From: "Roger Pau Monné" <roger.pau@citrix.com>
To: Jan Beulich <jbeulich@suse.com>
Cc: "Daniel P . Smith" <dpsmith@apertussolutions.com>,
xen-devel@lists.xenproject.org,
Andrew Cooper <andrew.cooper3@citrix.com>, Wei Liu <wl@xen.org>,
George Dunlap <gwd@xenproject.org>, Julien Grall <julien@xen.org>,
Stefano Stabellini <sstabellini@kernel.org>,
Anthony PERARD <anthony@xenproject.org>,
Juergen Gross <jgross@suse.com>,
Stewart Hildebrand <Stewart.Hildebrand@amd.com>,
Huang Rui <ray.huang@amd.com>, Jiqian Chen <Jiqian.Chen@amd.com>
Subject: Re: [XEN PATCH v12 4/7] x86/domctl: Add hypercall to set the access of x86 gsi
Date: Thu, 1 Aug 2024 14:41:14 +0200 [thread overview]
Message-ID: <ZquCatoi50cNI3qR@macbook> (raw)
In-Reply-To: <ec95b413-519d-46a4-be41-ebb6a375612a@suse.com>
On Thu, Aug 01, 2024 at 01:36:16PM +0200, Jan Beulich wrote:
> On 01.08.2024 13:06, Roger Pau Monné wrote:
> > On Mon, Jul 08, 2024 at 07:41:21PM +0800, Jiqian Chen wrote:
> >> Remaining comment @Daniel P . Smith:
> >> + ret = -EPERM;
> >> + if ( !irq_access_permitted(currd, irq) ||
> >> + xsm_irq_permission(XSM_HOOK, d, irq, access_flag) )

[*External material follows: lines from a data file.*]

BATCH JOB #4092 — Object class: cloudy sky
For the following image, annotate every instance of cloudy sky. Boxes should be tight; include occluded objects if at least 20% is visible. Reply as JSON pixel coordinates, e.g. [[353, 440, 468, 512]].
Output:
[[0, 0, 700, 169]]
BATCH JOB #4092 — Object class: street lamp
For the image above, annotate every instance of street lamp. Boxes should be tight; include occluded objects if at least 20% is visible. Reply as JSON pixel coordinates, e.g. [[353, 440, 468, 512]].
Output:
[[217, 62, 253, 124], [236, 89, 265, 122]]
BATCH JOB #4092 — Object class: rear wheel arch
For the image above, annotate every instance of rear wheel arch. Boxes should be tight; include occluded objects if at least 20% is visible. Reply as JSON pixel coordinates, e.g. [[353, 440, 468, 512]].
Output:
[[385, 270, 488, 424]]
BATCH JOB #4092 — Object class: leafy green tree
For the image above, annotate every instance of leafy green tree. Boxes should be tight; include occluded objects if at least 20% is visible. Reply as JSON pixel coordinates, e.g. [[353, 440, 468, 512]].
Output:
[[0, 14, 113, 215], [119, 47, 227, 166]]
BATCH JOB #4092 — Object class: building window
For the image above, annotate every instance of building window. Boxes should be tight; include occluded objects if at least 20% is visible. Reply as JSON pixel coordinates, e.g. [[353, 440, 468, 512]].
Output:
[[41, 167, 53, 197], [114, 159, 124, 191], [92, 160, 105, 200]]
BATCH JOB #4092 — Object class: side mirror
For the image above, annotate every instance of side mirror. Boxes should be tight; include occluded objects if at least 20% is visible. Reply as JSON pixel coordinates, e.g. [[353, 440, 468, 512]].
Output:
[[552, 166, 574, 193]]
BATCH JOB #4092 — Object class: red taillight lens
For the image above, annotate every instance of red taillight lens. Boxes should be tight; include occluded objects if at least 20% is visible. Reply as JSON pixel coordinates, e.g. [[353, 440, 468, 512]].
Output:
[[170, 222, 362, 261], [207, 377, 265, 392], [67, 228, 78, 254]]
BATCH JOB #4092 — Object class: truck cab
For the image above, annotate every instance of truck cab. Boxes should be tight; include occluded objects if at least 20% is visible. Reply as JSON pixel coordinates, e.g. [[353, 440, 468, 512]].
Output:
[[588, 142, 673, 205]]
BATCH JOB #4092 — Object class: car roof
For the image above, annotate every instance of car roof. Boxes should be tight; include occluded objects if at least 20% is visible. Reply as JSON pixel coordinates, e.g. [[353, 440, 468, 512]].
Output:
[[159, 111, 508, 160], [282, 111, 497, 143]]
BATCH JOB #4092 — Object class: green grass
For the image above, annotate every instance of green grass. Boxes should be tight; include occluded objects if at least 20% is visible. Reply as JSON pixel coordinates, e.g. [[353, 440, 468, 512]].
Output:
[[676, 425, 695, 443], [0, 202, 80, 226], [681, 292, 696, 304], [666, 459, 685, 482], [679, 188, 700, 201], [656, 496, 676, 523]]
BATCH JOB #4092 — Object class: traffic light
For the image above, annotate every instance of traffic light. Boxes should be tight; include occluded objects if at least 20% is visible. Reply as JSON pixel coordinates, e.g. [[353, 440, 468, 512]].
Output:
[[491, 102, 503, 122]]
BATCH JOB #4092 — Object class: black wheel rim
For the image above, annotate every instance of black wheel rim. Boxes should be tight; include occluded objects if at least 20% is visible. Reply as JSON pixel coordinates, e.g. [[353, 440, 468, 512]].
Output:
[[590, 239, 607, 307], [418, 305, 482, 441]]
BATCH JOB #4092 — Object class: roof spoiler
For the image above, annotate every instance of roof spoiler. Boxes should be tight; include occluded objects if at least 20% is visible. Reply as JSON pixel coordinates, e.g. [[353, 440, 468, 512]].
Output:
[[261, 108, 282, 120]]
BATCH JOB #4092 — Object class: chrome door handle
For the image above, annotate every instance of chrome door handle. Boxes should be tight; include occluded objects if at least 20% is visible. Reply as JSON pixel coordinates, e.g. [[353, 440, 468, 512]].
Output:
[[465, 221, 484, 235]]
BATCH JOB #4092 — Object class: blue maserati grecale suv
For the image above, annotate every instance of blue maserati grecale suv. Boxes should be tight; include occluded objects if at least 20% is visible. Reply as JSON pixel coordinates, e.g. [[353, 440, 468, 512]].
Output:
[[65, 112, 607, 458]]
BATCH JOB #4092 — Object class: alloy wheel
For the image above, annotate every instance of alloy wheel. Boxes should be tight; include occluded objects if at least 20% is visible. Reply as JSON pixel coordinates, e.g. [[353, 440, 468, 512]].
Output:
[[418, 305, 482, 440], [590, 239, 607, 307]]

> >> + goto gsi_permission_out;
> >> Is it okay to issue the XSM check using the translated value,
> >> not the one that was originally passed into the hypercall?
> >
> > FWIW, I don't see the GSI -> IRQ translation much different from the
> > pIRQ -> IRQ translation done by pirq_access_permitted(), which is also
> > ahead of the xsm check.
>
> The question (which I raised originally) isn't an ordering one, but an
> auditing one: Is it okay to pass the XSM hook a value that isn't what
> was passed into the hypercall?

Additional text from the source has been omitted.